Bad credit also known as subprime credit in the mortgage industry, will affect your pocket book in more ways than making it more difficult for you to get a home loan. Not only will you have a higher interest rate on your mortgage but it will also translate into higher interest rates on car loans, store credit cards and the well-known bank issued credit cards. In addition, poor good credit can even prevent you from getting some jobs. As a result, it is clearly important to improve your credit if it's fallen into such a condition.
You're probably thinking, sounds good, “but how do I do it?" Remember, developing bad credit didn't happen overnight and you can't improve overnight either. However, it's not as difficult as you might think if you follow a few simple rules.
First and foremost, you must stop spending more than you can afford. Surely a common sense principal but not followed by millions of Americans.
Next, stop making your payments late. Late payments show up on your credit report as 30, 60, 90 and 120 plus days late and each time this happens it goes into the formula for calculating your credit score and results in a lower score.

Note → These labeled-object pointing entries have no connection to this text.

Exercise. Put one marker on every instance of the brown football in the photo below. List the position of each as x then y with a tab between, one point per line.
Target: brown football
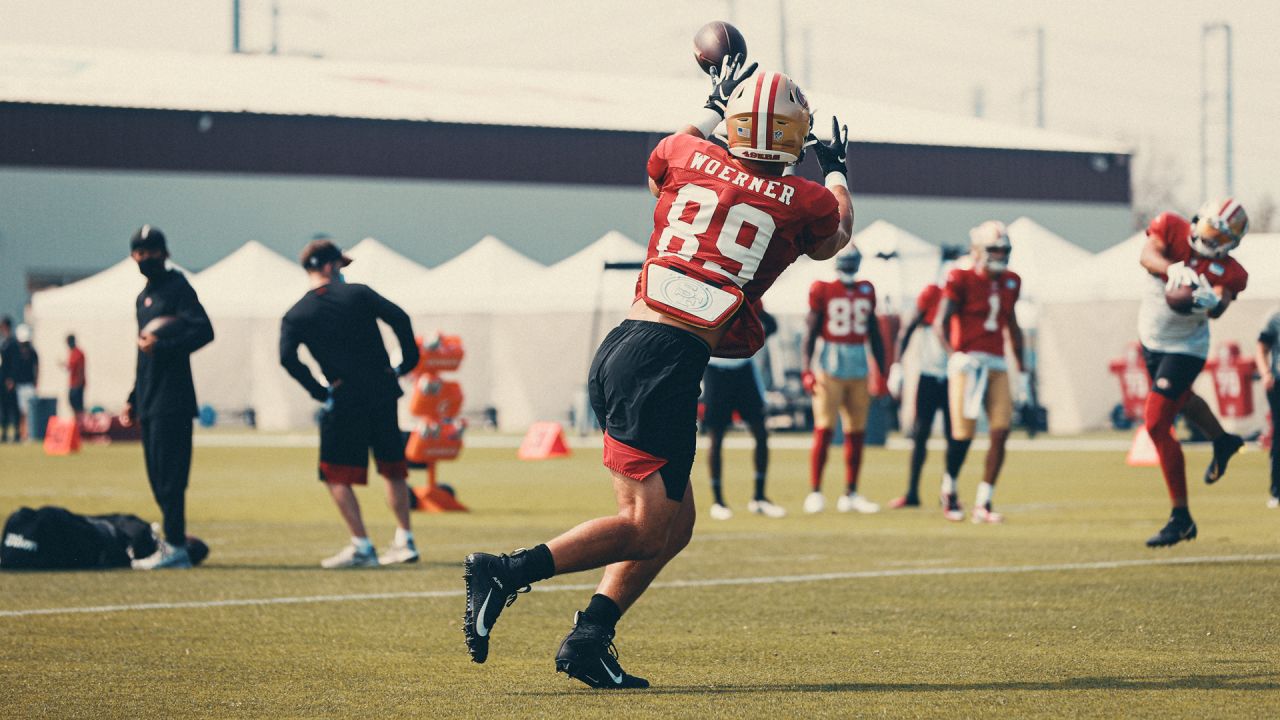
156	326
1180	299
716	41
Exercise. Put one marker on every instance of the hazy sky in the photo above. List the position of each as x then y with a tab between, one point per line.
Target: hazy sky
1119	69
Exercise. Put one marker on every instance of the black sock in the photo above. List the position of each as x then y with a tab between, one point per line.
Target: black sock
717	491
603	610
956	452
530	565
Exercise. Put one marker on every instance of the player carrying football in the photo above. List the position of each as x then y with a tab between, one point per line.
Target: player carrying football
844	313
977	311
726	224
1175	345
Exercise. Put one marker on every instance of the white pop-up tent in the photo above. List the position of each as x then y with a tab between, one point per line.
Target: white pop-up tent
392	274
100	311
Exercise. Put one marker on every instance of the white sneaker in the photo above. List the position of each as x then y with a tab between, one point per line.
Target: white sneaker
982	514
397	554
350	556
721	511
165	557
814	502
854	502
767	509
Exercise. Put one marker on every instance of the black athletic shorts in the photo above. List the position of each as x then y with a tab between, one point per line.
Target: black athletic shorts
726	390
1171	373
931	396
350	429
644	386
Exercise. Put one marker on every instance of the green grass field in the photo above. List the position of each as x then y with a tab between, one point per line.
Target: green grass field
1061	611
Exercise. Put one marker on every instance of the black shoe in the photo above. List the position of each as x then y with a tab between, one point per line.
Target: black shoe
588	655
489	591
1174	532
1224	447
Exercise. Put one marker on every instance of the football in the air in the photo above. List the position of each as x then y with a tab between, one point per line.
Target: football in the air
156	326
1180	299
716	41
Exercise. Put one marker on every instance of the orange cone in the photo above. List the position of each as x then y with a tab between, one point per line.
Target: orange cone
543	441
62	436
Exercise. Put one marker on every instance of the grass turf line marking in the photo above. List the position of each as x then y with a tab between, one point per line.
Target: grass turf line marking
699	583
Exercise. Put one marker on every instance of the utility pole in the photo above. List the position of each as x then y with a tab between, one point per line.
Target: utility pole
1207	30
1040	76
234	26
782	33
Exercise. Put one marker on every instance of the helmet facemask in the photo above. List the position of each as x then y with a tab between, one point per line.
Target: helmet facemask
767	119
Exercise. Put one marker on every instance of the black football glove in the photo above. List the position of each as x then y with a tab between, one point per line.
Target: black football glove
726	80
832	155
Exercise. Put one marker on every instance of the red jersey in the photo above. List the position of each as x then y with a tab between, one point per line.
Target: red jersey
1175	232
76	368
927	304
716	215
844	310
983	305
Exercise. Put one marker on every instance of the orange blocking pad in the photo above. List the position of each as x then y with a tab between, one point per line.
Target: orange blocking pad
62	436
543	441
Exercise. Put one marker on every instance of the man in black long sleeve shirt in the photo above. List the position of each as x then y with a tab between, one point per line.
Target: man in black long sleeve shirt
172	324
338	323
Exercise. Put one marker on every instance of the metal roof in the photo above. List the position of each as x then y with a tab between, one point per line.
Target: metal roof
397	91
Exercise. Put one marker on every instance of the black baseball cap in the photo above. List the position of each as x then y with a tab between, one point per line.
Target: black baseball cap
320	253
147	237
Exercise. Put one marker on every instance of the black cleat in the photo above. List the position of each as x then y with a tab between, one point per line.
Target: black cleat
588	655
1174	532
489	591
1224	447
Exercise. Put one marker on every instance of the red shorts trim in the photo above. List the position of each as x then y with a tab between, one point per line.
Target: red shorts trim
343	474
630	461
393	470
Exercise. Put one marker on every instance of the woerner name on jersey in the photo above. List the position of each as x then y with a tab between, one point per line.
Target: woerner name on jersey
772	188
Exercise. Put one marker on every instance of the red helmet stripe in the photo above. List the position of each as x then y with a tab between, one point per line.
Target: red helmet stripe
768	119
755	110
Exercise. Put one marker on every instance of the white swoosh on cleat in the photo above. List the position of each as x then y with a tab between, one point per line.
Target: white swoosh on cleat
480	628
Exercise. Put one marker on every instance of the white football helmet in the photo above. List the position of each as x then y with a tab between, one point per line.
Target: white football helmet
1219	227
991	246
767	119
846	265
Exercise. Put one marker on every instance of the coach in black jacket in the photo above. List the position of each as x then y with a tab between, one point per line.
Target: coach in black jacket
172	324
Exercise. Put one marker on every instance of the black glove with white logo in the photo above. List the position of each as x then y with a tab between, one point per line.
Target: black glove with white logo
832	155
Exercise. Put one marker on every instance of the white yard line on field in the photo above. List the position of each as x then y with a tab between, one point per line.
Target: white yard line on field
667	584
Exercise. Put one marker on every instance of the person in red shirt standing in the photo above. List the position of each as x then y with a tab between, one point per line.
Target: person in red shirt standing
931	388
74	377
726	224
841	311
1175	345
977	311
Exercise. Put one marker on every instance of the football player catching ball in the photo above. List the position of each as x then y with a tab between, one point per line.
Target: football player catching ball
1175	345
726	224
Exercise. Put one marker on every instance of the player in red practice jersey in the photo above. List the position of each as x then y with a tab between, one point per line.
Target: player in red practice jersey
977	314
931	388
726	223
1175	345
841	311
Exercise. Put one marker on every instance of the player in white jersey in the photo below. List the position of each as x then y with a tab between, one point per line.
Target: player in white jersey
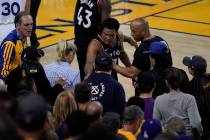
8	10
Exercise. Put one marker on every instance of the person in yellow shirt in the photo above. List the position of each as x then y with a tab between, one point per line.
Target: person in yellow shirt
12	46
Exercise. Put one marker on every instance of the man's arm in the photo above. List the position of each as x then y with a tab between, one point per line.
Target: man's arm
104	9
93	48
27	6
130	72
7	56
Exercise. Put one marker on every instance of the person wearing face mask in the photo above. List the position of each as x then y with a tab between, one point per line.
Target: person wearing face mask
140	32
110	41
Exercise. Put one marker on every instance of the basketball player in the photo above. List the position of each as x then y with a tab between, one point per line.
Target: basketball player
8	10
110	40
88	16
12	46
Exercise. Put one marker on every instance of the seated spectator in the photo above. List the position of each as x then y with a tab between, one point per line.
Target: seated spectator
82	94
31	67
94	111
132	119
98	131
62	68
177	103
144	100
28	84
104	88
64	106
200	89
158	54
165	136
175	125
150	129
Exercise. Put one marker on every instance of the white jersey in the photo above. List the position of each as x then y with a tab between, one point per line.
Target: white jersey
9	9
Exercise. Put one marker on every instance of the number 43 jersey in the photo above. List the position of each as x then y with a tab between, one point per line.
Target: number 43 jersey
86	20
9	9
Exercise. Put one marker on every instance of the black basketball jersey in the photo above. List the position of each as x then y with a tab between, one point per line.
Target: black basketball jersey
86	21
114	51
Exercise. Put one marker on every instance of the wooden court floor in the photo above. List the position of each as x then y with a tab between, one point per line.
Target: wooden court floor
185	25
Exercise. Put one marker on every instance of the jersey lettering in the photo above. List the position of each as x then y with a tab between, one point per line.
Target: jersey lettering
87	17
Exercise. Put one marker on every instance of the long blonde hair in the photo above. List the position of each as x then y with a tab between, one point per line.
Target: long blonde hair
64	48
64	106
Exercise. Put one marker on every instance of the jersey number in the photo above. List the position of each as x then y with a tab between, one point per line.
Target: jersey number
87	17
8	8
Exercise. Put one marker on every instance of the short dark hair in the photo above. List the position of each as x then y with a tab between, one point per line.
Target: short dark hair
82	92
173	77
132	113
26	83
19	16
111	23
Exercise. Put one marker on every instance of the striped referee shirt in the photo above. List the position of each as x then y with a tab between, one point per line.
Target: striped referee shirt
62	69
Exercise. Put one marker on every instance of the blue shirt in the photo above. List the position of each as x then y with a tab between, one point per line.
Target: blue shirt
107	91
62	69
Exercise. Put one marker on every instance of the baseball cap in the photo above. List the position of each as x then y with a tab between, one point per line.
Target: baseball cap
32	53
103	60
150	129
146	81
196	62
31	112
157	48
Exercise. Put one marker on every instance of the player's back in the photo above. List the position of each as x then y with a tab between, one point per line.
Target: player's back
86	20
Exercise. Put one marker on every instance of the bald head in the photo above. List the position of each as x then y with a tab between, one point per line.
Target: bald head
139	29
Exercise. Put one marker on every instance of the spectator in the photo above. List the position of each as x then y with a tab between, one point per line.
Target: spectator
94	111
64	106
82	93
158	54
177	103
7	16
144	100
13	43
62	68
31	67
104	88
132	119
150	129
165	136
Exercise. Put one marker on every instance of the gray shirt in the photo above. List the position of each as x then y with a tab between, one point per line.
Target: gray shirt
180	105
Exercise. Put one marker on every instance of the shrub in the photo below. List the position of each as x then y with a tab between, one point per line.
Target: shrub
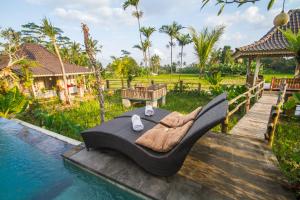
12	102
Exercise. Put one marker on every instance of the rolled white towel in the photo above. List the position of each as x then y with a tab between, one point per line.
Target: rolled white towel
137	124
149	110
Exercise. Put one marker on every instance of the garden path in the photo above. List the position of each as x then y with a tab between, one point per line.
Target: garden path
254	123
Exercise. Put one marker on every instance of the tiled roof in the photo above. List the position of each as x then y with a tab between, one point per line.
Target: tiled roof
49	64
273	43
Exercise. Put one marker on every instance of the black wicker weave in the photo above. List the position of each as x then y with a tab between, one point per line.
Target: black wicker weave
118	135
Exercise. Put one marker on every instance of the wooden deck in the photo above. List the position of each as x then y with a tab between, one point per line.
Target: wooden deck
254	123
219	166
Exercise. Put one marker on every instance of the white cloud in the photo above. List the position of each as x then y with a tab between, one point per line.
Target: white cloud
75	15
159	53
93	11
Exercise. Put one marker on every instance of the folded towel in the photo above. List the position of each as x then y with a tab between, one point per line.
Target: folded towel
162	139
149	110
176	119
137	124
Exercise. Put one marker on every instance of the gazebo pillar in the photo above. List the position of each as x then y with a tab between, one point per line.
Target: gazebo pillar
255	77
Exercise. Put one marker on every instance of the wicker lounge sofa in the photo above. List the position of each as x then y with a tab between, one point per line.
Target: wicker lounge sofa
118	135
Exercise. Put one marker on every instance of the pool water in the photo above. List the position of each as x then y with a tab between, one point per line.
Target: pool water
28	173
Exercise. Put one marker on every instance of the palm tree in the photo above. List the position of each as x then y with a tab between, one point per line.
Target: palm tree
171	30
147	32
51	32
91	48
138	14
204	43
145	45
294	45
183	39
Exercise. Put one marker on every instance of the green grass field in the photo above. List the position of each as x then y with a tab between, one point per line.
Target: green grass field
191	80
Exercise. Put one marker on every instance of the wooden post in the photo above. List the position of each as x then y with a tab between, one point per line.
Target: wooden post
248	72
272	83
128	83
255	77
199	87
107	84
248	102
180	85
271	140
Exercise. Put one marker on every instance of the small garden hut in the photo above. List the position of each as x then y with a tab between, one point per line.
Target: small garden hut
273	44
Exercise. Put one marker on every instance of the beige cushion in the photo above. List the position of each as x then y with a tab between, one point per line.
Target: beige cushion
162	139
176	119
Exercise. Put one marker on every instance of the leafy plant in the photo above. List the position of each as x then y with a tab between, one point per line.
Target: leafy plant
204	43
292	102
12	102
293	40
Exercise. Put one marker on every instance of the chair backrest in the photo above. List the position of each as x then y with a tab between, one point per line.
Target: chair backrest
222	97
207	121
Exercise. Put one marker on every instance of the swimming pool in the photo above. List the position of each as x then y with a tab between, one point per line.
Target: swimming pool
28	173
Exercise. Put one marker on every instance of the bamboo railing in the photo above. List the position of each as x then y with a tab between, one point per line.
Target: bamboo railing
275	113
151	93
243	99
293	84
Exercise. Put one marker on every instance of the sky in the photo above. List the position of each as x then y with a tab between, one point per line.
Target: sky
117	29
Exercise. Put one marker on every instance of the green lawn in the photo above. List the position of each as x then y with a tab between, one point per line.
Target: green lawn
287	149
192	80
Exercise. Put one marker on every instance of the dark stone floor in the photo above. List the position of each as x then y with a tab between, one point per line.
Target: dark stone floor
218	167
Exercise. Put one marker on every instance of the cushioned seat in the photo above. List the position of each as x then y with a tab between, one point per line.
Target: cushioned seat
118	135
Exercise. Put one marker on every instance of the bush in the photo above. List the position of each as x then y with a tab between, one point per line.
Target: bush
12	102
287	148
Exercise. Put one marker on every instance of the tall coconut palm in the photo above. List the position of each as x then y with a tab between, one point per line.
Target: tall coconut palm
137	14
183	40
145	45
172	31
294	46
147	32
204	43
91	48
49	30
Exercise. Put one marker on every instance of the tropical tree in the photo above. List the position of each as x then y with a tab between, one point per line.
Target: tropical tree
155	63
293	40
9	57
204	43
143	47
172	31
26	76
49	30
183	40
12	102
147	32
91	48
125	68
223	3
138	14
226	55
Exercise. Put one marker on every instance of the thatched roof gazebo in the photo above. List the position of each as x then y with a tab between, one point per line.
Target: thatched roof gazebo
273	44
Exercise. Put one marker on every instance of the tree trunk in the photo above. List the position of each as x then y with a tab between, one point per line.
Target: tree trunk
149	58
181	56
297	70
141	40
66	92
171	54
96	68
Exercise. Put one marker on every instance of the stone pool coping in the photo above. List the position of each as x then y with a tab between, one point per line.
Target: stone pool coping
50	133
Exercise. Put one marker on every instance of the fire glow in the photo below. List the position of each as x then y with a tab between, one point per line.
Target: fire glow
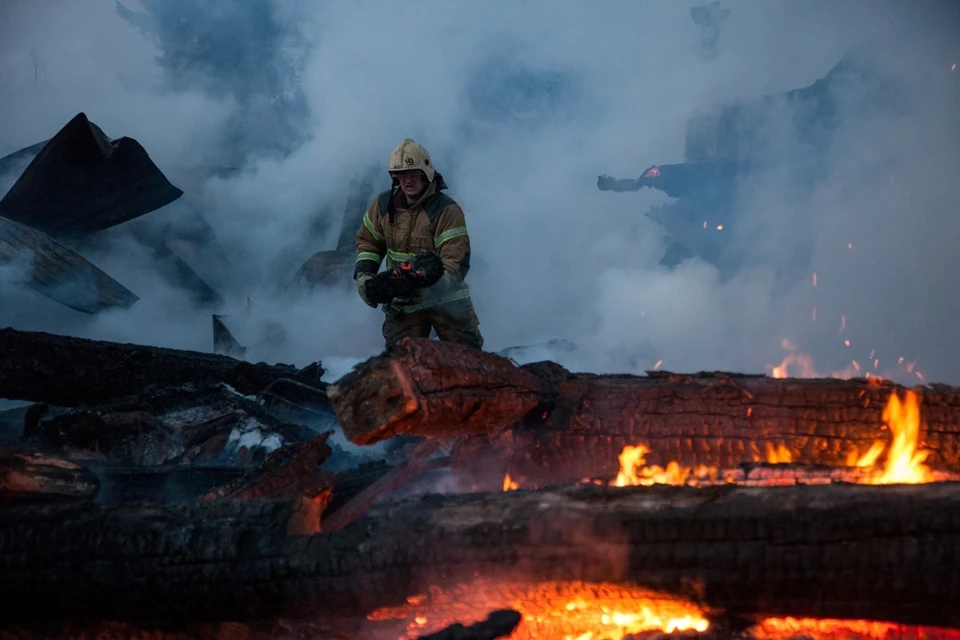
554	610
904	462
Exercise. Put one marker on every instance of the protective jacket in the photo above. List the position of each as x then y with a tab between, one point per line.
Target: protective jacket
396	232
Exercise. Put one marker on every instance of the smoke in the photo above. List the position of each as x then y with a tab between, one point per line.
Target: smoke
521	107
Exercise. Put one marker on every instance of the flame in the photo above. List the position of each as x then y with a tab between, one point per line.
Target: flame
554	610
633	470
779	455
904	462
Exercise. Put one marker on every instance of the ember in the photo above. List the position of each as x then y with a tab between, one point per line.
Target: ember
571	611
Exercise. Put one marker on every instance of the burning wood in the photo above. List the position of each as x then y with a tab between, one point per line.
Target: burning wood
819	551
32	476
556	427
173	425
426	387
67	371
290	472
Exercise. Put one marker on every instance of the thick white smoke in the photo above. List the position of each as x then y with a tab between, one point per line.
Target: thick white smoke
522	105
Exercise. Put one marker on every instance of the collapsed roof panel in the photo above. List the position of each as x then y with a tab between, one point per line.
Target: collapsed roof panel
81	181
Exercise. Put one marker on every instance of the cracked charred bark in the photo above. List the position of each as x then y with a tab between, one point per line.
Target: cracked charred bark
544	424
68	371
836	551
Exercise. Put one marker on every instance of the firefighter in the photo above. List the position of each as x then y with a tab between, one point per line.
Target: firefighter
411	217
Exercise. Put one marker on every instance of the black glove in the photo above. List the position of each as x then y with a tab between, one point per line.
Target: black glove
609	183
404	280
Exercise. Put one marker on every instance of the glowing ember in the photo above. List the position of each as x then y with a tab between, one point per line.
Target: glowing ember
904	462
555	610
772	628
779	455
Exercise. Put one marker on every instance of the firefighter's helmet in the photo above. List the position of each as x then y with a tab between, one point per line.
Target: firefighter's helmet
409	156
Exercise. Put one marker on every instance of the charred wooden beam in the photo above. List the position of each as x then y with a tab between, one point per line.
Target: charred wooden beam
82	181
57	271
499	624
564	426
836	551
35	477
174	425
68	371
426	387
290	472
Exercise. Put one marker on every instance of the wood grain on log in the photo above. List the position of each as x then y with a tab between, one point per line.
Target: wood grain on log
839	551
289	472
427	387
68	371
173	425
566	427
32	476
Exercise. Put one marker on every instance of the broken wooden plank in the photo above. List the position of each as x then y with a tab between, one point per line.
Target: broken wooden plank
82	181
58	272
68	371
30	476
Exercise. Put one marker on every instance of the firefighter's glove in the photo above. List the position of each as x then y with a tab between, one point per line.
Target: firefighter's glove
362	289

If your debt has gotten out of control you need to seek credit counseling or even bankruptcy. Neither is a bed or roses but if you're to that point your need to bite the bullet, humble yourself and take the plunge. If you can't make the payments and the interest rates on your credit cards has already been raised to 20 or 25 percent these may be your only options.
Setup a budget or your monthly expenses and keep track of everything. If you don't know how much it costs to live each month compared to your income you'll never get your financial house in order. Once this is done take a look at where you can cut back. Hey, nobody said this would be easy but once you make a few changes, exercise a bit of financial restraint you'll be amazed at how much additional cash you can free up each month to pay down your bills.
Another key ingredient to remember is that regardless of how bad your credit has gotten it doesn't take the 5, 7 or even 10 years like you always hear about to fix it. Follow this simple advice and within 2 years you can have your credit back to good or even very good. Of course, a prerequisite is that you get your current bills under control.
Ok, all you need is two credit cards. Use one to buy groceries, the other to buy gas and then pay them off at the end of each month. Simply switch between the two for “emergency" purchases but always try to pay them off at the end of each month or keep a very low balance. Use cash to buy everything else. You only need two credit cards or what the credit industry calls “trade lines" paid on time and preferably paid in full each month to really raise your credit score. So follow the two credit card rule above and even if you just had a bankruptcy or you've gone through credit counseling, within a few short years you can have your credit score back to where it no longer hurts.
Last but not least, get a copy of your credit report from the 3 major credit reporting agencies: Experian, TransUnion and Equifax and then take a close look at them to make sure they are correct. Many people who have gone through credit problems have credit reports that haven't been updated correctly to reflect their current status with creditors, even after they've paid off bills or made special arrangements with their creditors. The bad information can be on their reports for years hurting their credit score, so make sure you get a copy of credit report after you've done your part in putting your financial house in order. You can simply type in the name of the above credit reporting companies in any of the major search engines to find their home pages.
Better yet, go down to your local bank or mortgage company and apply for a loan (even if you're not interested at this time in getting a loan) and ask them for a copy or your credit report (after your initial meeting and they've called you back). However, make sure it's a tri-merge credit report, which includes information from all 3 credit reporting agencies or your credit report won't be accurate.